Pot Thief Tour 2010 - Days 12 & 13

Peggy & Michele, the owners of Otowi Station Bookstore, took us to dinner after the signing, so by the time we started down off the Los Alamos mesa, it was pitch dark. I couldn’t see the sheer drop-off at the edge of the road, but the lights of Pojoaque reminded me the cliff was there. It was like looking down at a town from the window of a Boeing. Fortunately, going down puts you on the lane next to the mountain.
We ended up in Santa Fe, always a good place to be. I had been trying for weeks to arrange a signing at the Borders in the Railroad area, a section of town that has become trendy since the building of the RailRunner, a modern new commuter train between Santa Fe and Albuquerque. Galleries and restaurants cluster around the old passenger station, and they are always crowded with tourists and locals, a much better locale than the strip mall Borders away from the center of the city.
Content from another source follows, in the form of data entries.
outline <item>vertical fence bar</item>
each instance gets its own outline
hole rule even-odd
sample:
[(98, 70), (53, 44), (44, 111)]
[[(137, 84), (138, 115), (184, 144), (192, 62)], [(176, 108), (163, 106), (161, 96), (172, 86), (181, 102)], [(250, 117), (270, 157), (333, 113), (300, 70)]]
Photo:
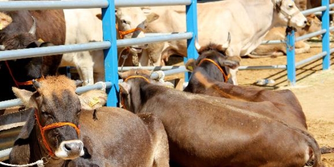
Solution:
[(286, 28), (286, 69), (287, 82), (291, 86), (296, 86), (296, 58), (295, 57), (295, 30), (292, 27)]
[(322, 57), (322, 69), (329, 69), (330, 67), (329, 50), (330, 49), (329, 42), (329, 1), (322, 0), (321, 5), (326, 6), (325, 10), (322, 11), (321, 20), (322, 21), (322, 29), (326, 29), (326, 31), (322, 34), (322, 52), (326, 52), (326, 55)]
[[(197, 1), (192, 0), (191, 4), (186, 7), (186, 20), (187, 20), (187, 32), (192, 32), (192, 37), (187, 40), (187, 57), (184, 58), (184, 61), (185, 63), (189, 59), (197, 59), (198, 54), (195, 47), (195, 40), (197, 39)], [(186, 81), (189, 80), (191, 73), (186, 72), (185, 74), (185, 80)]]
[(111, 82), (111, 88), (107, 89), (107, 106), (116, 107), (118, 105), (118, 77), (117, 73), (117, 46), (116, 45), (116, 22), (114, 0), (107, 0), (109, 6), (102, 8), (102, 29), (103, 40), (110, 41), (110, 48), (104, 50), (105, 80)]

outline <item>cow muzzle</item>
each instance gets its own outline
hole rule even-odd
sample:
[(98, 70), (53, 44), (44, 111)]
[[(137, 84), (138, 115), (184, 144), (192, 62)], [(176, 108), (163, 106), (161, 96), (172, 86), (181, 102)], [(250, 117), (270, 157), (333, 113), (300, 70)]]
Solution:
[(55, 155), (64, 159), (73, 159), (84, 154), (84, 144), (79, 140), (63, 141), (55, 151)]

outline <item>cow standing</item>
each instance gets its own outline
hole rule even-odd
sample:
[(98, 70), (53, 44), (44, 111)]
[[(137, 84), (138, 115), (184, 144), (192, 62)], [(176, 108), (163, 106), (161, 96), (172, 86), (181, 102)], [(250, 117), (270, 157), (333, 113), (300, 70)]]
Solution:
[(15, 142), (11, 163), (41, 158), (46, 167), (169, 166), (166, 134), (152, 114), (101, 107), (104, 91), (78, 95), (74, 81), (63, 75), (33, 82), (34, 92), (13, 88), (35, 109)]
[[(184, 6), (158, 7), (152, 10), (159, 16), (148, 25), (147, 28), (153, 32), (186, 31)], [(248, 55), (261, 44), (267, 32), (274, 26), (303, 27), (307, 23), (306, 18), (292, 0), (220, 1), (198, 4), (197, 11), (199, 44), (213, 42), (223, 45), (229, 32), (232, 40), (227, 52), (231, 56)], [(147, 56), (166, 59), (170, 56), (169, 53), (187, 56), (185, 40), (164, 44), (160, 55)], [(231, 71), (233, 84), (237, 85), (236, 70)]]
[(253, 112), (281, 120), (286, 123), (306, 131), (306, 118), (296, 95), (290, 90), (273, 91), (253, 87), (235, 86), (232, 84), (226, 68), (239, 66), (239, 57), (228, 57), (227, 46), (210, 44), (198, 50), (199, 56), (195, 61), (186, 64), (193, 73), (184, 91), (223, 97), (241, 102), (272, 103), (276, 110), (269, 112)]
[(151, 112), (162, 121), (172, 164), (182, 166), (303, 166), (316, 141), (306, 131), (254, 111), (274, 111), (271, 103), (240, 102), (157, 85), (148, 70), (119, 75), (120, 98), (135, 113)]
[[(65, 27), (62, 10), (0, 11), (0, 16), (4, 18), (6, 23), (2, 25), (2, 29), (0, 30), (1, 50), (64, 44)], [(51, 43), (44, 43), (42, 40)], [(30, 83), (32, 79), (56, 75), (61, 56), (55, 55), (1, 61), (0, 76), (6, 82), (2, 87), (0, 101), (15, 98), (11, 91), (13, 86), (33, 90)]]

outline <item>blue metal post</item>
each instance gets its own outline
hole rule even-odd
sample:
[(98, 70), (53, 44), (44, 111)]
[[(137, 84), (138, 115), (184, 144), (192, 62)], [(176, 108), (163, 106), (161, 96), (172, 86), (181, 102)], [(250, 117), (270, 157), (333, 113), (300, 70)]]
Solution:
[(322, 69), (329, 69), (330, 66), (330, 60), (329, 50), (329, 1), (322, 0), (321, 4), (323, 6), (326, 6), (327, 8), (322, 11), (321, 19), (322, 20), (322, 29), (326, 30), (326, 32), (322, 34), (322, 52), (326, 52), (326, 55), (322, 57)]
[(296, 59), (295, 57), (295, 30), (286, 28), (286, 69), (288, 85), (296, 86)]
[(116, 107), (118, 105), (118, 77), (117, 72), (117, 46), (116, 45), (116, 22), (114, 0), (107, 0), (109, 6), (102, 8), (102, 29), (103, 40), (109, 41), (111, 46), (104, 50), (104, 66), (106, 81), (112, 83), (111, 88), (107, 89), (107, 106)]
[[(198, 54), (195, 47), (195, 40), (197, 38), (197, 1), (192, 0), (191, 4), (186, 7), (186, 20), (187, 20), (187, 32), (193, 33), (192, 37), (187, 40), (187, 57), (184, 59), (185, 64), (189, 59), (197, 59)], [(185, 80), (186, 81), (189, 80), (191, 73), (186, 72), (185, 73)]]

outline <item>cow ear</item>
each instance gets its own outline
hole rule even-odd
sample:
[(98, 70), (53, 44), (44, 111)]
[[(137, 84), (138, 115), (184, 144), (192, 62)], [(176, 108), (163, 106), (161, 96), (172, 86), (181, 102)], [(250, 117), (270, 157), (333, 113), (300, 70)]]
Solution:
[(190, 59), (188, 60), (188, 61), (187, 61), (187, 63), (186, 63), (186, 65), (185, 65), (186, 66), (186, 69), (189, 71), (194, 71), (194, 69), (195, 69), (195, 67), (196, 67), (195, 62), (196, 61), (194, 59)]
[(96, 17), (99, 18), (99, 19), (102, 20), (102, 14), (98, 14), (96, 15)]
[(154, 13), (151, 13), (146, 16), (146, 20), (147, 21), (147, 23), (150, 23), (158, 19), (159, 17), (159, 16), (158, 14)]
[(119, 86), (119, 91), (122, 93), (128, 95), (130, 93), (131, 87), (128, 83), (124, 82), (118, 83), (118, 86)]
[(84, 110), (94, 110), (104, 105), (107, 102), (105, 91), (92, 90), (79, 95), (81, 108)]
[(15, 96), (21, 99), (26, 106), (28, 106), (29, 102), (30, 100), (30, 98), (33, 95), (33, 93), (24, 89), (19, 89), (16, 87), (13, 87), (12, 90)]
[(220, 57), (218, 59), (221, 66), (227, 66), (230, 68), (235, 69), (240, 66), (241, 58), (239, 56)]

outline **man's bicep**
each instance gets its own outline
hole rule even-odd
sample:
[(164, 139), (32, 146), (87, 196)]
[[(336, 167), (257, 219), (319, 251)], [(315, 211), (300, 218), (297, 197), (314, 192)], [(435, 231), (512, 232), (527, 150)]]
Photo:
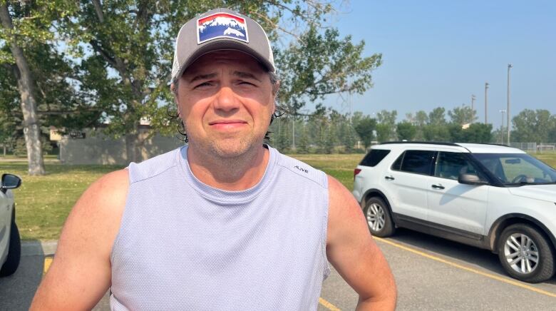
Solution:
[(110, 253), (125, 203), (128, 178), (127, 170), (108, 174), (79, 198), (31, 309), (91, 309), (105, 294), (110, 285)]
[(335, 179), (329, 178), (329, 260), (361, 298), (395, 297), (390, 267), (371, 236), (357, 201)]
The problem with the signing was that the second book, The Pot Thief Who Studied Ptolemy, did not yet have a Borders number. I turned this issue over to Billie Johnson at Oak Tree, and she badgered whomever one has to badger to get a BINC number (BINC being Borders Incorporated). She got one, but when I contacted the store, there was some new delay I did not understand. So I decided phone calls and emails were not getting it done. I went to the store and asked to speak with Jim West, the person who handles events. He is extremely busy, and I was worried he might not appreciate my unannounced arrival, but he was happy I came in. He asked if I happened to have the books with me. I handed him a copy of each one. He called up the BINC list on a computer as I stood next to him, and – sure enough – Ptolemy was not there. So he said he would put it in. Then he said, “You don’t happen to have a schedule of your other signings, do you?” and I produced one. He was about to make a copy when I told him the copy was for him to keep. He seemed almost flabbergasted that an author was organized. (Fellow writers who are not household names, take note – Bookstore workers are your best allies; make their jobs as easy as possible).
We worked everything out, and I left him the poster I had brought. What would have happened if he had turned me down? I would have been stuck with a beautiful 3’ x 2’ laminated color poster announcing a signing at the Railroad Borders. But it has a white slot where the date & time can be filled in using a dry-erase marker, so I could have saved it for next year. And if they never agreed to host a signing, I was out six bucks, which is the ridiculously low price I am charged for large posters by the Media Center at the university where I teach. There are some good things about being an adjunct.